This is the second in a series of eight choice high-quality plants being trained in a full range of styling in very shallow saucer-pots by Ron Davis of Montana.  To see other of his articles on this website, go to his portal page at      

By Ron Davis (Montana)

     This tree was repotted twice in the same afternoon.  I nearly finished it with a foil collar with four wires outside the pot for security.  Then I realized that the tree did not have an interior anchor, something for the roots to grab onto. So I removed the collar and tree and started over.

     Two wires coming up through four holes to be bent over and twisted together to form an anchor about 1” above the plastic separator. Center anchor being filled with mix of half media and half coarse lava.  Collar is cut from a 4” plastic nursery pot.  Outside wires will secure plant to pot.

     White plastic disc holds media inside foil collar in preparation for transfer to base collar.
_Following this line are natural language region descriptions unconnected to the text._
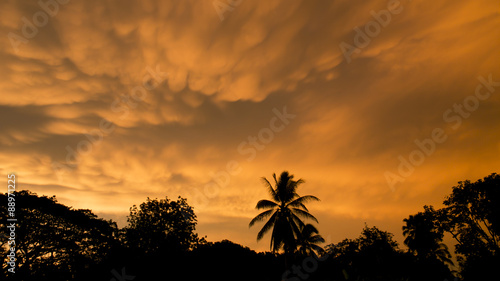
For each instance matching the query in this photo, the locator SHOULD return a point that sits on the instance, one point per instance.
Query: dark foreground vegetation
(55, 242)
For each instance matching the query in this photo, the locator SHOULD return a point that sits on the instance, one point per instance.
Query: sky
(380, 106)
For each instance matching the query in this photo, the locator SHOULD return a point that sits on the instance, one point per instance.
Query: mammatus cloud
(161, 96)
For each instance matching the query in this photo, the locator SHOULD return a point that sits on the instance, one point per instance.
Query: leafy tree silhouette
(424, 238)
(284, 211)
(162, 224)
(55, 242)
(472, 216)
(308, 240)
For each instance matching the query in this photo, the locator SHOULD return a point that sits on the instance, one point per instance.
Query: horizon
(381, 106)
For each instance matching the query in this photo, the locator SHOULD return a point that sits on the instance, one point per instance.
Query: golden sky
(381, 106)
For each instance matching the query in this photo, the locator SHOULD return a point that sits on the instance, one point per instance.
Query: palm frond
(301, 200)
(266, 204)
(260, 217)
(304, 214)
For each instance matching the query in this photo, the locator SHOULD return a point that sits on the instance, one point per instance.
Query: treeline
(56, 242)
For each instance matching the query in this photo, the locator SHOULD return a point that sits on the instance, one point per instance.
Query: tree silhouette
(55, 242)
(472, 217)
(308, 240)
(160, 224)
(284, 210)
(423, 237)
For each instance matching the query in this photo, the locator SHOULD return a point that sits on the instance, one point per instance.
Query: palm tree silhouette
(283, 212)
(307, 241)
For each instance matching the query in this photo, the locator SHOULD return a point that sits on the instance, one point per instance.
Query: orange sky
(105, 103)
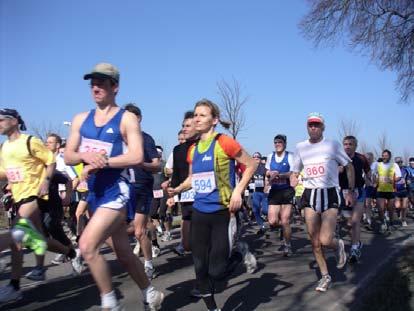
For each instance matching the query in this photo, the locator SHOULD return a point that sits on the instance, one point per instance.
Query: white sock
(109, 300)
(148, 264)
(146, 291)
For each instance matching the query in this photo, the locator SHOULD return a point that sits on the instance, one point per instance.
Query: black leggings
(211, 247)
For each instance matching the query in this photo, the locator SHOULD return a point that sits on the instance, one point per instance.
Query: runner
(370, 191)
(143, 181)
(386, 174)
(410, 181)
(259, 198)
(217, 199)
(97, 138)
(179, 175)
(401, 192)
(158, 210)
(281, 194)
(320, 159)
(28, 167)
(361, 168)
(54, 144)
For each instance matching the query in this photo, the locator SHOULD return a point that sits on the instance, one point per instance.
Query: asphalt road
(279, 284)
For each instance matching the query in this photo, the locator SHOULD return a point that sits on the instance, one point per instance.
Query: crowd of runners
(110, 179)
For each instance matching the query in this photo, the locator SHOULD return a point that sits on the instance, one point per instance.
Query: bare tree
(383, 29)
(406, 155)
(383, 143)
(41, 130)
(231, 105)
(348, 127)
(363, 147)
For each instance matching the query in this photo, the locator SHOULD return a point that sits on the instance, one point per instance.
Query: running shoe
(137, 248)
(324, 283)
(287, 251)
(195, 292)
(179, 250)
(37, 274)
(59, 258)
(384, 227)
(150, 272)
(77, 265)
(261, 231)
(249, 260)
(166, 237)
(340, 254)
(31, 238)
(155, 251)
(8, 293)
(154, 301)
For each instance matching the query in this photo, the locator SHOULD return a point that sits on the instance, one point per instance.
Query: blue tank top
(105, 185)
(205, 180)
(281, 167)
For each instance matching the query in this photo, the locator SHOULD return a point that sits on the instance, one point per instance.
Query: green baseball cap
(103, 71)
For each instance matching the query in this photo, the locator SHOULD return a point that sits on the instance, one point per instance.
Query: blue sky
(172, 53)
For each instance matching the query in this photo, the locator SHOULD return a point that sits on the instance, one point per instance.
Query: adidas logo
(206, 158)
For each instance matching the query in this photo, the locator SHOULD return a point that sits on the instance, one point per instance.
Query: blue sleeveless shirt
(281, 167)
(109, 184)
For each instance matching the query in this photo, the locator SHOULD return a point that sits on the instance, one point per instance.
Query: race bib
(93, 145)
(203, 182)
(385, 179)
(187, 196)
(315, 170)
(14, 174)
(158, 194)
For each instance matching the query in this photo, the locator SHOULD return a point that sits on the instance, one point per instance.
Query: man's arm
(72, 155)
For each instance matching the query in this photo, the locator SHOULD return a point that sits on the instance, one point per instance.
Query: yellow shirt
(25, 172)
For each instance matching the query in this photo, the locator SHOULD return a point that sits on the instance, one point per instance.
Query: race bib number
(315, 170)
(83, 186)
(14, 174)
(158, 194)
(93, 145)
(259, 183)
(187, 196)
(204, 182)
(385, 179)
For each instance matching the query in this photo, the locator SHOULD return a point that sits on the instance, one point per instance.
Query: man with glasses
(259, 198)
(281, 194)
(320, 158)
(98, 138)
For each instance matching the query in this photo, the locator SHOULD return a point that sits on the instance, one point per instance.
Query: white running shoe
(166, 237)
(154, 301)
(37, 274)
(76, 263)
(249, 259)
(8, 293)
(340, 255)
(137, 248)
(324, 283)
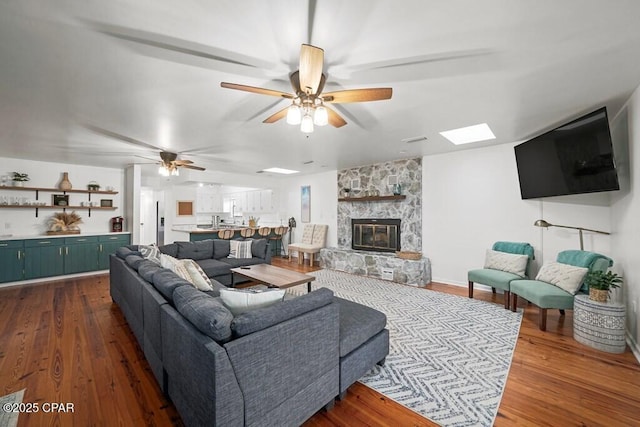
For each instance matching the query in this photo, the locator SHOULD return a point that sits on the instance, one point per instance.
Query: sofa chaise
(272, 366)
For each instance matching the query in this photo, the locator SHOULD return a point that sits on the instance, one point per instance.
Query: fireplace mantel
(372, 198)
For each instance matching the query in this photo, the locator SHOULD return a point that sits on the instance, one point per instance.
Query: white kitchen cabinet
(208, 201)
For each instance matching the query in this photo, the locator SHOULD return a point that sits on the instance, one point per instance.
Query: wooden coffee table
(273, 276)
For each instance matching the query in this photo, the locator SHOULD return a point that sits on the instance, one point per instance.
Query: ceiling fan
(307, 106)
(169, 164)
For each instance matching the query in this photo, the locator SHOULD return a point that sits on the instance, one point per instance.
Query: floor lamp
(545, 224)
Note insulation cut from 12 gauge electrical wire to serve as a cushion for wire over plant.

     Plastic transfer disc about to be removed from beneath foil collar.
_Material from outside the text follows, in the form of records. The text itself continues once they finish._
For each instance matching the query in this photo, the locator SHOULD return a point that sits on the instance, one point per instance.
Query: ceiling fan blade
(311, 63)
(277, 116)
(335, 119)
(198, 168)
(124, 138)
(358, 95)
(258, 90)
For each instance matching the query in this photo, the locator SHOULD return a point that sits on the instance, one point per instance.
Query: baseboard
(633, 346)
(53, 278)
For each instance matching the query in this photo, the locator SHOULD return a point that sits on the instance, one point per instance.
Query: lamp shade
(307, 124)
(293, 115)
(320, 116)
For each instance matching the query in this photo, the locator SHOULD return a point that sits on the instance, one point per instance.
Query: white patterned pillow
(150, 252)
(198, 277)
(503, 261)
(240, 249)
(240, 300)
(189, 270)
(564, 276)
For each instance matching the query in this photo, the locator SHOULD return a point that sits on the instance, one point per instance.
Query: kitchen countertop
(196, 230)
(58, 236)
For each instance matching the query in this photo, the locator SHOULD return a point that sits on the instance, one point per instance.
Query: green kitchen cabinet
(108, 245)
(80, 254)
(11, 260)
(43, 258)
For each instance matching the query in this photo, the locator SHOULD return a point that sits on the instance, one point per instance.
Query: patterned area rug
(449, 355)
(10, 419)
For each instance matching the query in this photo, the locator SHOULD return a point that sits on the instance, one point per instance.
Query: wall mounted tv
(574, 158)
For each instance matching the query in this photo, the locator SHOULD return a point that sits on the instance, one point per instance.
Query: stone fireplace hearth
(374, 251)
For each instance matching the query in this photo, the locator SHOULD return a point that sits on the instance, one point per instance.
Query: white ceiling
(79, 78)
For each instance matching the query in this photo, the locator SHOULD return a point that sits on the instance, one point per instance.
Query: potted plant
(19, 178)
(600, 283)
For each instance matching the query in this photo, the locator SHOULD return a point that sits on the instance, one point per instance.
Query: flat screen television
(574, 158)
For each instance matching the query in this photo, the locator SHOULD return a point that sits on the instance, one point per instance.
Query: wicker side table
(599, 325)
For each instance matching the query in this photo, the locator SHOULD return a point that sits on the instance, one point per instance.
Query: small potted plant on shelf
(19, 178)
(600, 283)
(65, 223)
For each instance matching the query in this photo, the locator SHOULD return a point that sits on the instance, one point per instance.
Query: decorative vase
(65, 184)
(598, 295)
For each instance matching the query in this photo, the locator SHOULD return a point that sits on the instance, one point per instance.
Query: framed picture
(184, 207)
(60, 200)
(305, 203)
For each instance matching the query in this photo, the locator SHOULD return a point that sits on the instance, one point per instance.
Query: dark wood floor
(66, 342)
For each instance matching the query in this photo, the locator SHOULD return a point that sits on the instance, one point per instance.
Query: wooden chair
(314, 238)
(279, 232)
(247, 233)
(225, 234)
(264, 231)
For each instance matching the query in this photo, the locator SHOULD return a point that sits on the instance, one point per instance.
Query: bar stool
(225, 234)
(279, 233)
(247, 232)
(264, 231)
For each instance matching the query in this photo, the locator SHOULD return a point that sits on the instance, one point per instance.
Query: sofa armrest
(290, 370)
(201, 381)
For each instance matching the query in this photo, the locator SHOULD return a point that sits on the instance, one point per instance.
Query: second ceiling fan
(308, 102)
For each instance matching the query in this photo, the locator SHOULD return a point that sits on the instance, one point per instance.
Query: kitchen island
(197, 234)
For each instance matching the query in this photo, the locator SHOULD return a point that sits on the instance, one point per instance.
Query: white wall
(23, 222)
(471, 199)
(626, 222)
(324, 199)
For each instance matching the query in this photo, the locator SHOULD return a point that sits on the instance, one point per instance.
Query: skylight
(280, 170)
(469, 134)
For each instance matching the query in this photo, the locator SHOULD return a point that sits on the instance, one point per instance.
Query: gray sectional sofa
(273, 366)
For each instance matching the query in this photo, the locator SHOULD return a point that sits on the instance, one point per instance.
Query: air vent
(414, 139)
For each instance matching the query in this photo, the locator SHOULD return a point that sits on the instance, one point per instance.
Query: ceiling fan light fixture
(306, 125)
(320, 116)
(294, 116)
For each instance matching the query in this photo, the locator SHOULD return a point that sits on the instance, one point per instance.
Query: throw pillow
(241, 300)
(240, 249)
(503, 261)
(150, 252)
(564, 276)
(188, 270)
     Finished design.  Collar from base lava to top of foil is  7” tall, 4” at plastic base, 1.5” at the top.  Height to top of plant from soil line is 13”.  The final test to determine success of this potting procedure: can the entire design be lifted by the plant’s trunk and all remains secure together?  YES!


        IMPRESSIONS BY RON:  The rigid plastic helped form and stabilize the collar; it was easier to fill with media than if the entire collar were foil.  Masking tape is used to secure foil on the outside of the plastic. The pot has four wires coming up through eight holes. When I placed them so each would cross over beneath the center of the pot it created too much bulk and the pot did not sit level. I then replaced the two long wires so that they did not cross the center. Imagine a clock face with twelve holes:  one wire goes through number two and number four, the other wire goes through number eight and number ten. At the top of the collar, these wires were brought to the opposite side of the tree and twisted together. The two opposing pairs of wire nicely secured the tree to the collar.  I am not sure if the internal anchor wires at the bottom of the collar will be enough to stabilize the tree when all foil is removed.  Time will tell.   July 25, 2011


        COMMENTS BY DAVID: Ron was running his trials at the same time that Fuku-Bonsai was in the very early stages of the 1:10 Project.  So we were still learning from each other. For ROOTS, there seems to be two major routes:  1)  Do like Ron did to attach a "megaphone-like aluminum foil cone" to the partially bare-rooted plant and fill media from the bottom.  Then up-end it and place it on a gravel pile (within a plastic collar) like Ron did.  One of the concepts of this very shallow potted concept is that the tree would be permanently bonded to the saucer pot, and if so, there needs to be something for the roots to grab onto, but to be eventually totally hidden by the roots.

        2) A second method:  One of our solutions has a heavier U-shaped wire coming up through two holes. With a pair of pliers, twist it so it grabs the bottom of the saucer-pot.  About an inch or two up, twist the two wires together with there being a loop below the twist.  Make another twist an inch or so up again with there being another loop for the roots to intertwine and anchor the plant.  The loops would be fairly narrow so the roots will totally cover and hide the wire in the future. Wedge the end of the wire up into the base of the tree in the heaviest part of the root ball so the tree is hanging up at the desired height.  Create aluminum foil cylinders and start from the bottom,  filling and decreasing the size of the cylinders as you go up.  Use external additional wires or ties to further secure the plant.

        While the methods may vary, Ron effectively secured the plant and as long as it's not shaking, the roots will have a chance to grow strongly.  Note that in a shallow saucer-pot, a tall slender elegant ROOTS design will be more attractive than an overly heavy wide mass of roots.  NICE WORK RON!